I’m currently planning a trip to Japan and seem to be spending an alarming amount of time on TripAdvisor. As any TripAdvisor addict will attest, trying to choose between hotels can soon result in a state of analysis paralysis.
Everyone has their own criteria when it comes to choosing hotels (a pillow menu isn’t really a deal-breaker for me), however, conventional wisdom dictates that our decisions should be based on whether the positive reviews broadly outweigh the negatives – right?
According to some recent research published in the Journal of Consumer Research, not exactly. While the overall sentiment of reviews is obviously important, our decisions are also being subtly influenced by how specific these comments are.
The study, quoted in Art Markman’s Ulterior Motives blog, highlights that when an experience reinforces a deeply held attitude, we tend to respond by making a general analysis of the brand or product’s overall quality. Conversely, when our experience contradicts our existing view we focus on specific product attributes:
For example, in one study, people try out either Bic pens (which people tend to think of as cheap and low quality) or Parker pens (which people tend to think of as expensive and high quality). The pens were manipulated so that they did not work. Then, they had to pick a statement that best described their feeling about the pen. For the Bic pen, people selected abstract statements (like “This Bic pen is bad”). For the Parker pen, people selected more specific statements (like “This Parker pen would not write”).
Art Markman July 5, 2010
So far, so straightforward – it’s common sense that our existing prejudices would play a role in the way we review products. More interesting in the context of social media is how this phenomenon affects the readers of these comments.
The next phase of the study focused on the influence comments had the purchasing intention of others who read them. It found that positive comments were more likely to motivate others to buy when they were abstract in nature (e.g ‘this pen is great’) as opposed to specific (e.g ‘this pen writes well’). Similarly, negative comments were less damaging to purchasing intention when they were specific in nature (eg ‘this pen writes badly’) than when they were more abstract (eg ‘this pen is awful’).
Just as reviewers do not consciously choose abstract or specific language based on their desire to influence, most of us do not consciously place more emphasis on reviews that are abstract as opposed to specific. However, even if we are oblivious to these nuances, the research suggests that the phrasing of these reviews can be highly influential.

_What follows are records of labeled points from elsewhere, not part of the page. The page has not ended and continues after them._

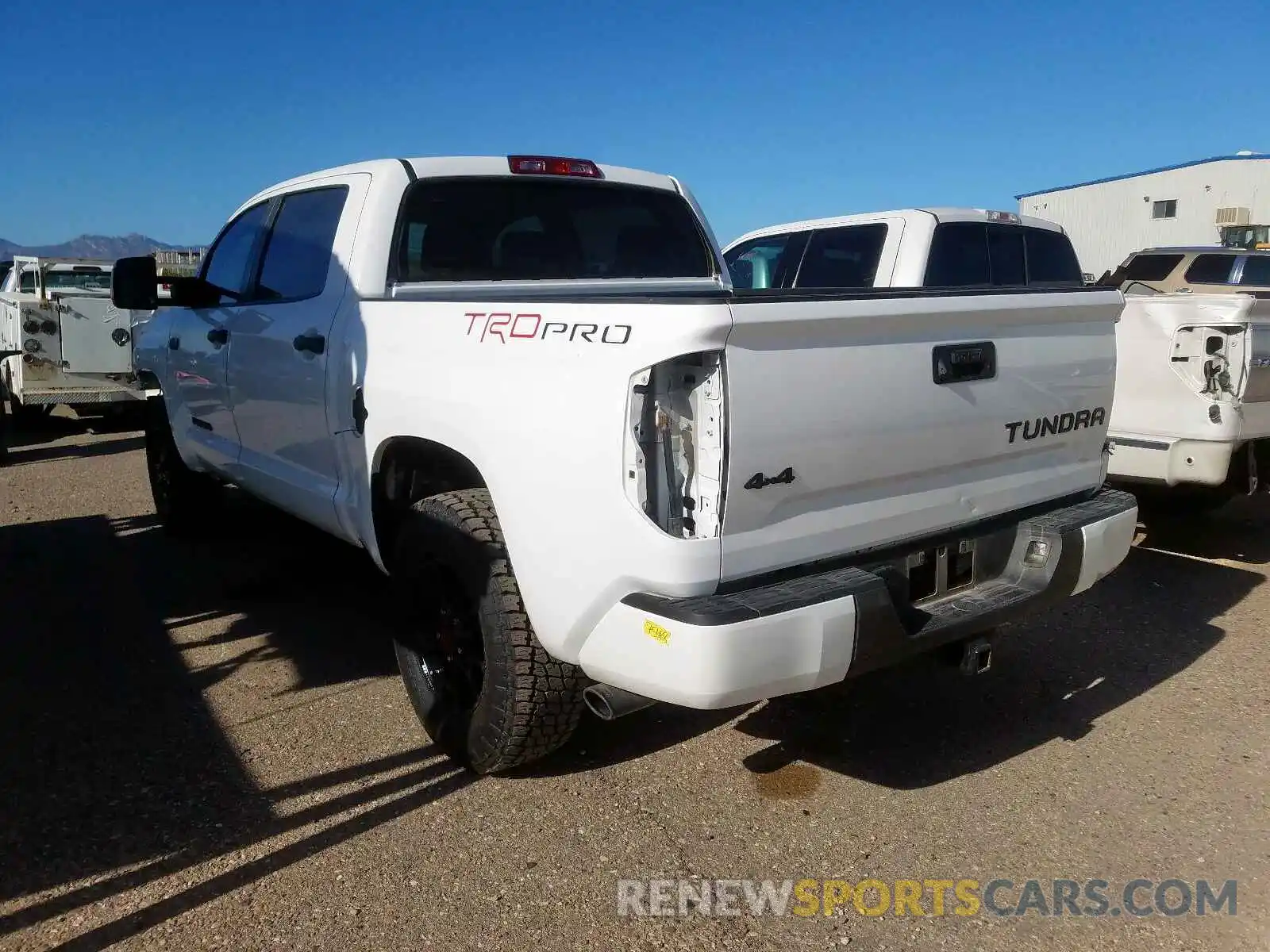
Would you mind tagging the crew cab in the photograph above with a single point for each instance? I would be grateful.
(1191, 416)
(602, 475)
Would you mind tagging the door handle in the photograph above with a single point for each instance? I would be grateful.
(313, 343)
(360, 410)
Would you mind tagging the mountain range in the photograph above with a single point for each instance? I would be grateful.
(88, 247)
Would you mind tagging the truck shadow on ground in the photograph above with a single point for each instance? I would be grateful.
(1238, 531)
(1053, 677)
(114, 766)
(42, 438)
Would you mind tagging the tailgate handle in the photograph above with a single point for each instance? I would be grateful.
(958, 363)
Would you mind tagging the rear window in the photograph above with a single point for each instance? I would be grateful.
(842, 258)
(531, 228)
(1210, 270)
(1149, 267)
(969, 253)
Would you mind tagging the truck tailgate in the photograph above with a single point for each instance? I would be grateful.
(836, 397)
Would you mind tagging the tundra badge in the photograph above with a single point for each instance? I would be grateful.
(1058, 423)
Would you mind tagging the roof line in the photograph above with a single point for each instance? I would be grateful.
(1136, 175)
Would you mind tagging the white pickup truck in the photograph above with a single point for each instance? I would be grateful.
(601, 475)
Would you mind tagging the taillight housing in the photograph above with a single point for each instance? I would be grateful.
(675, 461)
(552, 165)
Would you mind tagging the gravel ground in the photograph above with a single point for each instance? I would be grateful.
(207, 747)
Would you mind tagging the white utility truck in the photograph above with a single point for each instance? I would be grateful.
(67, 340)
(603, 476)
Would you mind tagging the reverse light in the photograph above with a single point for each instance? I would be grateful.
(675, 444)
(1037, 554)
(552, 165)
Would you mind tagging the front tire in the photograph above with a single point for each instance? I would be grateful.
(184, 501)
(482, 685)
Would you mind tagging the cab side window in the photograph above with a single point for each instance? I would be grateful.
(765, 262)
(842, 258)
(232, 262)
(1257, 271)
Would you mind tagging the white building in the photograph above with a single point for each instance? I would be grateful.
(1178, 205)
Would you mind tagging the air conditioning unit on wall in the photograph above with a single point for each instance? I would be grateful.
(1233, 216)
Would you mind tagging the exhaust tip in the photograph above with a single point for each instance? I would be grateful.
(977, 657)
(609, 704)
(597, 704)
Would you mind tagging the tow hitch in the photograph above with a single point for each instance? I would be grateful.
(976, 657)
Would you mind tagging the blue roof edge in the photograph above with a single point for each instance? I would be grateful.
(1136, 175)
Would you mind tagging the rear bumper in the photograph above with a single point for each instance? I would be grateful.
(813, 630)
(1181, 463)
(79, 395)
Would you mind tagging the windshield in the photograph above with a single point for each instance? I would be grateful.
(80, 279)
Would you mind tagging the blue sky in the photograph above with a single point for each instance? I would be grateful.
(160, 118)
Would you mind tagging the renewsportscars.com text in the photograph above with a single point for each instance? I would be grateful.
(927, 898)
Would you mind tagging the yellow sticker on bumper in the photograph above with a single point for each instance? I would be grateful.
(657, 632)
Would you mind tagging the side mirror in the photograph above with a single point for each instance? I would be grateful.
(135, 283)
(192, 292)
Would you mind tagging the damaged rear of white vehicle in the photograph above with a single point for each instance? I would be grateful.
(1193, 401)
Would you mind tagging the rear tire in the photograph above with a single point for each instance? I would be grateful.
(482, 685)
(184, 501)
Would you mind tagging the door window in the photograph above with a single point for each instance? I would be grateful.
(298, 253)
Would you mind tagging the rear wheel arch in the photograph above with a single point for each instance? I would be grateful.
(406, 470)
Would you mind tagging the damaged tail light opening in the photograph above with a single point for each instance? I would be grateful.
(675, 461)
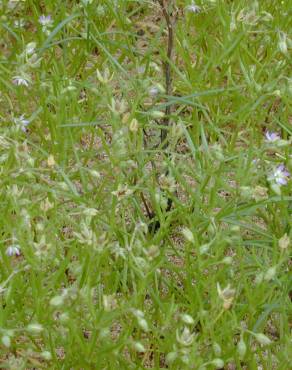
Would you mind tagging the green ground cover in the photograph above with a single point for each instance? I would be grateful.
(145, 218)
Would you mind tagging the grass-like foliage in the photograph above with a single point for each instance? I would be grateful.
(145, 158)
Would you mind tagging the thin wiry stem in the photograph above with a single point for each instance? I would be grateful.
(167, 66)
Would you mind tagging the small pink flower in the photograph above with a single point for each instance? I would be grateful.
(280, 175)
(19, 80)
(45, 20)
(13, 250)
(193, 8)
(272, 136)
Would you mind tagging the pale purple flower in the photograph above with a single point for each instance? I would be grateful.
(45, 20)
(20, 80)
(21, 122)
(272, 136)
(13, 250)
(153, 91)
(193, 8)
(280, 175)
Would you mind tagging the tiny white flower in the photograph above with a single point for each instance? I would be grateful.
(185, 338)
(13, 250)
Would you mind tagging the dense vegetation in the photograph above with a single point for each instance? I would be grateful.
(145, 158)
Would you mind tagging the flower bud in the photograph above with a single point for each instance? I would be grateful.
(171, 357)
(241, 348)
(134, 125)
(6, 341)
(157, 114)
(51, 161)
(270, 274)
(34, 328)
(143, 324)
(187, 319)
(56, 301)
(284, 242)
(262, 339)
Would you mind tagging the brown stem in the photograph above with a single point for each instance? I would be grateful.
(167, 68)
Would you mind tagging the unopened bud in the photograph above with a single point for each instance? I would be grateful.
(284, 242)
(187, 233)
(6, 341)
(241, 348)
(134, 125)
(262, 339)
(34, 328)
(218, 363)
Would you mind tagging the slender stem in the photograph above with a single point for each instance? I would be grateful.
(167, 68)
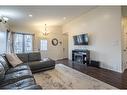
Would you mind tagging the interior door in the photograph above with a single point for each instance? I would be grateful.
(65, 46)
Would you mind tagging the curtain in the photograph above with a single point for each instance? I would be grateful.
(9, 42)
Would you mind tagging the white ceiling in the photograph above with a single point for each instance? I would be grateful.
(50, 15)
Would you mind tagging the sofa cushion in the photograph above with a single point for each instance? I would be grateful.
(23, 57)
(2, 72)
(35, 56)
(36, 65)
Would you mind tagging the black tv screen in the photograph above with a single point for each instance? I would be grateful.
(81, 39)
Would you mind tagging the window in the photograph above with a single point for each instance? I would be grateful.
(3, 42)
(22, 43)
(44, 45)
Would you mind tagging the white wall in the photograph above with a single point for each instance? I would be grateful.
(54, 52)
(103, 24)
(3, 33)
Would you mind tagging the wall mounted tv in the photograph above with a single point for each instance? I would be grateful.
(81, 39)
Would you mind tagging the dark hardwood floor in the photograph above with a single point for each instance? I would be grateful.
(116, 79)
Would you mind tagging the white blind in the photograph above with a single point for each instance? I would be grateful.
(3, 42)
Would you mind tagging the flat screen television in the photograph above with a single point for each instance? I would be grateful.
(81, 39)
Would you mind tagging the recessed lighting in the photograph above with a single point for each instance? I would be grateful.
(64, 18)
(30, 15)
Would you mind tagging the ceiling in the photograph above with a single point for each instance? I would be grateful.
(50, 15)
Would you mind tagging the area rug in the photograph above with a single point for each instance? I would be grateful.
(63, 77)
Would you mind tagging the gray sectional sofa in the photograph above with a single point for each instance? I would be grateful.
(21, 77)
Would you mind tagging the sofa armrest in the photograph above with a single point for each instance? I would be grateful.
(33, 87)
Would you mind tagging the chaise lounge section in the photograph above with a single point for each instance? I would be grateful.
(20, 77)
(35, 62)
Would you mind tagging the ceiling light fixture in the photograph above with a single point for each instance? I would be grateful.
(45, 32)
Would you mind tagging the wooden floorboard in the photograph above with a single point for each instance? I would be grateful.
(113, 78)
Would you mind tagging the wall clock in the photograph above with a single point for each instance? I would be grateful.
(54, 42)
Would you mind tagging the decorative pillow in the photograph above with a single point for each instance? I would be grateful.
(13, 59)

This has implications for way we analyse attitudes to our brands online. Automated sentiment analysis tools – already compromised by their inability to detect sarcasm – fail to take into account the way language choices influence the reader. These findings suggest that by taking a deeper look at the way people phrase their reviews we might be able to gain some interesting insights into their broader attitudes about the brand or category and tailor our response accordingly.
The research is also relevant to the way we encourage people to talk about our brands online. More progressive companies are starting to aggregate social media mentions and reviews on their own sites – even when they these are critical about their products. While brands shouldn’t attempt to manipulate the content of these reviews, this research suggests that the way we frame the debate is worth some thought, particularly given that most decision making is based on minimising risk rather than optimising choice.